Once this is done, add the image to be georeferenced.  Note that you will almost certainly not see that image, as it lacks spatial coordinates. However, the image will appear in the Table of Contents.

In this example, I have added Durham County (blue polygon) and the Durham roads layer (blue lines).

 

Step 3: Fitting the Image to the Layers

The next step will relocate the image to the center of your current window and will expand the image only to the point where the entire image is visible. In this case, Durham County is taller than it is wide, so vertical space will be maximized.

First, it is a good idea to zoom, if necessary, so that your current view roughly matches where the image will be place. In this case, zooming to the full extent of the Durham county boundary will accomplish this.

Second, under the Georeferencing toolbar, click “Georeferencing” and select “Fit to Display.” The image should be roughly aligned to the data layers, though if not, this is not problematic.

As you can see from the image to the right, there is some distance between the county boundaries of today (red lines) to the hand-drawn county boundaries located in the image (white lines).

 

Step 4: Adjusting the Map

ArcGIS georeferences images through the addition of control points. The control points tool (to the right) operates through two mouse clicks: the first mouse click selects a point on the image, and the second mouse click pins that point to a location within a data layer.

For example, in the image to the right, I have selected a major intersection that likely has not changed in the last 60 years. After my first click, where I’ve selected a point near the top of the intersection, a green crosshair is placed. As I move the mouse, ArcGIS will pin my current crosshair to a proximate layer, in this case, the Durham roads layer.

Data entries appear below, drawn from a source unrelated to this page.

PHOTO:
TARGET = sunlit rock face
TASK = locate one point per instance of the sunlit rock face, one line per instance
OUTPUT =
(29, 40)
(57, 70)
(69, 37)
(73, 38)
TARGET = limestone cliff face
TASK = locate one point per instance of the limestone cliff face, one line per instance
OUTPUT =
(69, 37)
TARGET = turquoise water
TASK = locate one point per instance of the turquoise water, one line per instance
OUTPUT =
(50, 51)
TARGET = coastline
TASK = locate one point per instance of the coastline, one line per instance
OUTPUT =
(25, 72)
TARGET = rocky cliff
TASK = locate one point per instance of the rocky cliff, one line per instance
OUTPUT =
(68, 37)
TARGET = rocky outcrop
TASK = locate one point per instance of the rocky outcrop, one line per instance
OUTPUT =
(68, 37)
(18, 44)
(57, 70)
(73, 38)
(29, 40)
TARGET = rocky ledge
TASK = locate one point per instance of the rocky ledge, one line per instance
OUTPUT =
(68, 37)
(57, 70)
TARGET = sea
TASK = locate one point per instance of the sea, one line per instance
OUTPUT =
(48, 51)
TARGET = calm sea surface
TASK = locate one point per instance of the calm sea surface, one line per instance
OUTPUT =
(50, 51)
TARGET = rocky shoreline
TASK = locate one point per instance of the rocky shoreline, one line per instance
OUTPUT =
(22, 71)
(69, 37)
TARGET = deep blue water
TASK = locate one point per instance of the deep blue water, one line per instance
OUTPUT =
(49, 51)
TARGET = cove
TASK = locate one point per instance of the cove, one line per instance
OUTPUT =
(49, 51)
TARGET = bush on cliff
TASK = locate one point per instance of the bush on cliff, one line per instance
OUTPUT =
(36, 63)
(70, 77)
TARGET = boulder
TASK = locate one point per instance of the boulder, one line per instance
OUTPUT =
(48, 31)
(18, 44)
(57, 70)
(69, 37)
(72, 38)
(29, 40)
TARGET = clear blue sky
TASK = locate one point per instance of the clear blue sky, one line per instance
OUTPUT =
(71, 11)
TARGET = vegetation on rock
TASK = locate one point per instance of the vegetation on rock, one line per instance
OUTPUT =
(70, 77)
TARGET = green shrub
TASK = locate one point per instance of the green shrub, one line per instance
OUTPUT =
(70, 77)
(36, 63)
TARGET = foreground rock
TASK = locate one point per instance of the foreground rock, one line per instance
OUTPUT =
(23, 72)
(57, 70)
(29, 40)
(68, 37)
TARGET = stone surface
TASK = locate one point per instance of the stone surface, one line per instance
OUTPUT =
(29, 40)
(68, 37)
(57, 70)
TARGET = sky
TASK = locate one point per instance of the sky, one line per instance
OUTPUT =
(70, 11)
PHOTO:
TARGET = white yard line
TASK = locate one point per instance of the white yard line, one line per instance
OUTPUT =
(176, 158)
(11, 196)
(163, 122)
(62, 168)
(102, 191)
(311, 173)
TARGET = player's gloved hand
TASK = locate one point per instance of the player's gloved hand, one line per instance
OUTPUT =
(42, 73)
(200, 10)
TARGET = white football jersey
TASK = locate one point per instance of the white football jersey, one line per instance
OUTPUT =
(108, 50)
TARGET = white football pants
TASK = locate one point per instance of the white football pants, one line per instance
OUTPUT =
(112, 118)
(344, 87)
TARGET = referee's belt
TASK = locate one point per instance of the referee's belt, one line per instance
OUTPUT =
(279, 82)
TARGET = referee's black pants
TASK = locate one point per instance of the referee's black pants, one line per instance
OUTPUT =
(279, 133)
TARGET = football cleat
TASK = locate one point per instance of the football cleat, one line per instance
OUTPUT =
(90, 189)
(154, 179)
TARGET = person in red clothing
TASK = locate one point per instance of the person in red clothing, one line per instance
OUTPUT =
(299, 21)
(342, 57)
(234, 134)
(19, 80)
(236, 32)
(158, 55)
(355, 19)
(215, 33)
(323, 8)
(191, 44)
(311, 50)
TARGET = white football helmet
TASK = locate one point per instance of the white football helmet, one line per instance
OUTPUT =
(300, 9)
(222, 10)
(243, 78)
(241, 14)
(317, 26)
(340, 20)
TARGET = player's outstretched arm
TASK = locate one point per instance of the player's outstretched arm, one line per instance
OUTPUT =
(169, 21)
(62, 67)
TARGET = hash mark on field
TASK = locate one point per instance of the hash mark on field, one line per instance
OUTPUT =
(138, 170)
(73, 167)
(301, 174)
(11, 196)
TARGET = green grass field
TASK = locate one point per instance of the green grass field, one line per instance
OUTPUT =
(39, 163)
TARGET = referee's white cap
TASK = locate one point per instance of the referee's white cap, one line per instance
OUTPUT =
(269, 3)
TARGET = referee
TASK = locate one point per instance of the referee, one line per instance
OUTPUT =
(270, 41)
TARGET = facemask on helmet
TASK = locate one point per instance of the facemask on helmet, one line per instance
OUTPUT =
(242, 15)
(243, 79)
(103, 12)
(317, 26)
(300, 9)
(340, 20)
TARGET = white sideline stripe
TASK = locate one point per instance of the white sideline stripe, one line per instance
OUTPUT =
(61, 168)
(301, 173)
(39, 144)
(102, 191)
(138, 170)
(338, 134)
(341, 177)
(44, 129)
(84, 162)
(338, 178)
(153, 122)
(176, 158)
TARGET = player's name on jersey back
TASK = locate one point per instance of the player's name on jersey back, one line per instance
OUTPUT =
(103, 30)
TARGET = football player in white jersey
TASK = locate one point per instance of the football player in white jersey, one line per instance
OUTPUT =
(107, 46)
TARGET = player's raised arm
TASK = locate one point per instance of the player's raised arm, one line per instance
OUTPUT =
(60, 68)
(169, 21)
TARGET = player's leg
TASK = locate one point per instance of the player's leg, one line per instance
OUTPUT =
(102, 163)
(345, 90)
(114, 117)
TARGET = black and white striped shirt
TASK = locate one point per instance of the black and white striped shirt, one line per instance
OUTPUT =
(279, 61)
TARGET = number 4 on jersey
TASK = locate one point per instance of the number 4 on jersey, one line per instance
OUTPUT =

Once you click a second time, the map will move to conform to the new control points. Control points work in combination, so as you add new control points, your image will (ideally) match more closely to your referents.

There is a limit to how much each subsequent control point will improve fit as more points are added. Generally, it’s a good idea to zoom in to improve accuracy and to create control points across the extent of the image.

After about 15 control points, we can compare the image to the included shapefiles. As you can see, if we assume that major roads have not changed, the green lines correspond well to the image, while the county boundary does to a lesser extent.

 

Step 5: Statistics and Transformations

Before saving the results, it is also a good idea to evaluate the results. Open the Table of Points to see each of your control points and the root mean squared error of all control points.

The Root Mean Square error (RMS) provides a rough guide to how consistent your control points are to one another with reference to the map.  Note that a low value does not mean that you’ve necessarily georeferenced the image well, it means you’ve georeferenced consistently.  High RMS errors indicate that your control points are less consistent with one another in comparison with a low RMS error.  One way to address this issue is to identify especially probelmatic control points and either replace or remove these points.  However, always reevaluate how well your image maps to the referent shapefiles.

You may delete control points or add new points at this stage. In addition, you may also try different transformations, although second- or third-order transformations are rarely needed.

 

Step 6: Saving the Results

Under the Georeferencing tab of the Georeferencing toolbar, select “Update Georeferencing.” Spatial information is saved in two new files that MUST accompany the image, an “.aux” file and a “.thw” file.

 

General Tips

– Zoom close to the layer resolution in order to improve accuracy

– Use more than 1 referent if possible. In this example, the county boundary provided a rough guide with respect to how far off the image initially is, but was not used to actually georeference the image.

– Georeference to accurate features. In this example, the county boundary was hand-drawn on the image and is not as precise as photographed features, like roads.